謝喬玉身子一僵,他見過譚哥兒的兒子,長得肥頭大耳的,還會用色瞇瞇的眼神打量人,他才看不上。
“不用了,父母之命媒妁之言,我的婚事由我爹做主,況且我是一個外鄉人,怕是配不上令公子。”謝喬玉不卑不亢的說“而且我已經有心上人了,怕是”
他點到為止。
譚哥兒的臉色難看。
這是瞧不上他的兒子,這小賤蹄子長得這么好看,這是想攀高枝了,還瞧不上他的兒子,我呸真是給臉不要臉。
謝喬玉發現從那以后,他的日子就難過起來。整個紡織坊都是譚哥兒在管,他想要給一個人穿小鞋太容易了,謝喬玉卻是不肯低頭。但連累了馮蘇,他心中就有些愧疚。

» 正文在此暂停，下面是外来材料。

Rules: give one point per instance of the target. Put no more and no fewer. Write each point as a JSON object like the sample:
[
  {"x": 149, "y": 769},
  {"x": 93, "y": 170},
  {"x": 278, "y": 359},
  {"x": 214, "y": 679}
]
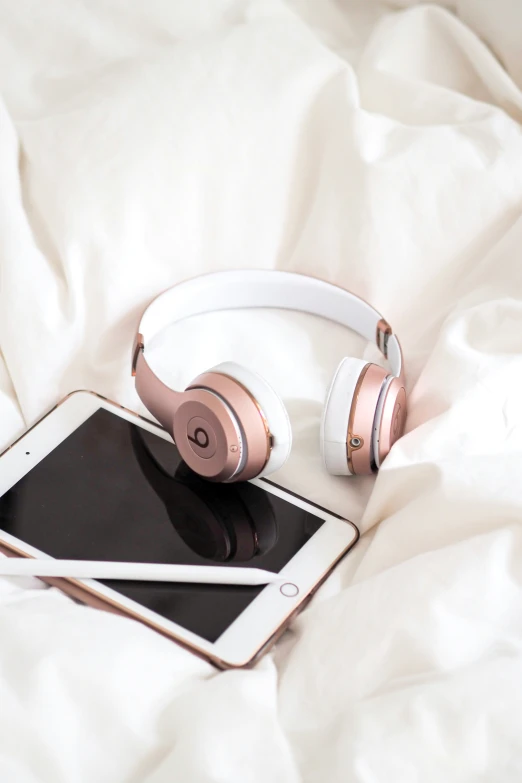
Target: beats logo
[{"x": 201, "y": 437}]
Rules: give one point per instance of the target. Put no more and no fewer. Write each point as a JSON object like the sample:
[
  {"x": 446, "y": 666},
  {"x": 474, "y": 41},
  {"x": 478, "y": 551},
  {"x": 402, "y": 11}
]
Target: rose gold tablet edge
[{"x": 91, "y": 597}]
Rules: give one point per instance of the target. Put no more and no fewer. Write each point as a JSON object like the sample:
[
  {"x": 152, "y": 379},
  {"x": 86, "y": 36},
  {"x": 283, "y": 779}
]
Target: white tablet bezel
[{"x": 259, "y": 623}]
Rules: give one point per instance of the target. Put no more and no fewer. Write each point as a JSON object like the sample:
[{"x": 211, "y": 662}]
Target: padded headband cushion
[
  {"x": 272, "y": 408},
  {"x": 255, "y": 288}
]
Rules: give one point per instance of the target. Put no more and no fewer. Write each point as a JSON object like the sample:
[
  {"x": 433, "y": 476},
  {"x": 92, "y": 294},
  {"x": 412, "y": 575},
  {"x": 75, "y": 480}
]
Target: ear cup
[
  {"x": 334, "y": 425},
  {"x": 270, "y": 406},
  {"x": 349, "y": 417}
]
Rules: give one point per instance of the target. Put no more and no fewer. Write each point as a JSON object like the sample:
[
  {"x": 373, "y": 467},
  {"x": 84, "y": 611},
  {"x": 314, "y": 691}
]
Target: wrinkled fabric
[{"x": 377, "y": 146}]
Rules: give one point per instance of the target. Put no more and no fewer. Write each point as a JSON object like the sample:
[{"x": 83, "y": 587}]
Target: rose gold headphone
[{"x": 230, "y": 425}]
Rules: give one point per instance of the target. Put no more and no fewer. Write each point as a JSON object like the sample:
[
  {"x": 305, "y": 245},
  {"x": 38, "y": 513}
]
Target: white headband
[{"x": 285, "y": 290}]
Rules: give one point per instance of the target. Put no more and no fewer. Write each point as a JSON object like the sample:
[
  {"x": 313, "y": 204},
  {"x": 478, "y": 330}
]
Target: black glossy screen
[{"x": 113, "y": 491}]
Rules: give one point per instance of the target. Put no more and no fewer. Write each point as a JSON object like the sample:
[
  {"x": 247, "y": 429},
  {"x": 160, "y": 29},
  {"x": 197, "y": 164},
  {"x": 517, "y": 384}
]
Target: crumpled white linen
[{"x": 374, "y": 145}]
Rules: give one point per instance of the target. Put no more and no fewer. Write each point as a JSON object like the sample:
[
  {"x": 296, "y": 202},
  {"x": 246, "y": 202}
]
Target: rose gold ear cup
[
  {"x": 236, "y": 404},
  {"x": 207, "y": 435},
  {"x": 359, "y": 449},
  {"x": 393, "y": 417}
]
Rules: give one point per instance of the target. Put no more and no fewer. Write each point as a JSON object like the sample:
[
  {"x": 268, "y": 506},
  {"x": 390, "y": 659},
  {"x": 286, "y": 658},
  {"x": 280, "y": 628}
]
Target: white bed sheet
[{"x": 378, "y": 146}]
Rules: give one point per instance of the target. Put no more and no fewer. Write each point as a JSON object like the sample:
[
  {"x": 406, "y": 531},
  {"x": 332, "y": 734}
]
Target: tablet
[{"x": 95, "y": 481}]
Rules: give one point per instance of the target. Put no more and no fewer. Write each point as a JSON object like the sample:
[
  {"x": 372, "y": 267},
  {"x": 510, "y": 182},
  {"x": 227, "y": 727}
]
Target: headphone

他把譚哥兒給他說的話說給馮蘇聽了,馮蘇面露怒氣“這怎么可能,謝老夫人給你相看了那么些公子,都沒看上,這回沒看上他兒子,這就惱羞成怒了,要給你穿小鞋,你不必顧忌我,哥兒嫁人關乎到自己的一生,要慎重。”
謝喬玉又在紡織坊過了幾天,他感覺有些悶,干完活就跑出去了。
幽州的街道上繁華熱鬧,小販挑著擔到處吆喝叫賣,謝喬玉站在橋上,他看著底下的河面,有些出神。
游舫上
“萬大人,如今寧州和幽州的關系密切,我們都是同盟,你們可以再多賣我們一些糧食,放心,這錢我們是一分都不會少。”
“萬大人,你在看什么”
萬明霽收回了自己的目光“要是其他的州也向我們要求多賣一些糧食,那我賣不賣,既然做了約定,那我們都要遵守之前的約定,朝令夕改,以后的買賣就沒意思了。你說對嗎”
“是,萬大人說得是。”對面的人滿腦門汗水,萬明霽的壓迫力太強了,孟素有些抵不住,他還是謀士,他的三寸不爛之舌在萬明霽這毫無作用。
這幽州的郡守不愛財不愛美色,沒有什么特殊的嗜好,根本就是無懈可擊。要說有什么軟肋,那就是家人,但誰敢拿家人威脅萬明霽,那是嫌腦袋在脖子上待著太舒服了。
萬明霽的目光再次落在了橋上面,他沒有再看見那個熟悉的身影。
“萬大人,晚上我擺了酒席,還請萬大人一定要賞臉前來。”孟素面露笑臉,他跟在萬明霽的身后,始終落后一步“我們只是喝喝小酒,聽聽小曲,我知道萬大人的規矩。”
拒絕一次,拒絕第二次就不好了,寧州還是有實力,萬明霽頷首。
“那晚上我就在相居樓恭候萬大人大駕了。”孟素心中一喜,目送萬明霽上了馬車,這才為自己捏了一把汗。
萬明霽目前還是看重和寧州的同盟關系,對他們寧州沒什么威脅。
謝喬玉在橋上看了底下的河水緩緩的往下流,他看了一會兒就被人叫走了。宋哥兒拉著謝喬玉“謝哥兒,你會不會彈琵琶,我有一個朋友手上受傷了,今晚要去相居樓彈曲,我看你是從大戶人家出來的人,就想請你幫個忙。”
“你放心不是白幫忙,這次的銀子都是你一個人的,到時候你只要站在簾幕之后就不會有人知道是你了,那些大人物就當我們是一個樂子,不會想知道我們的模樣。”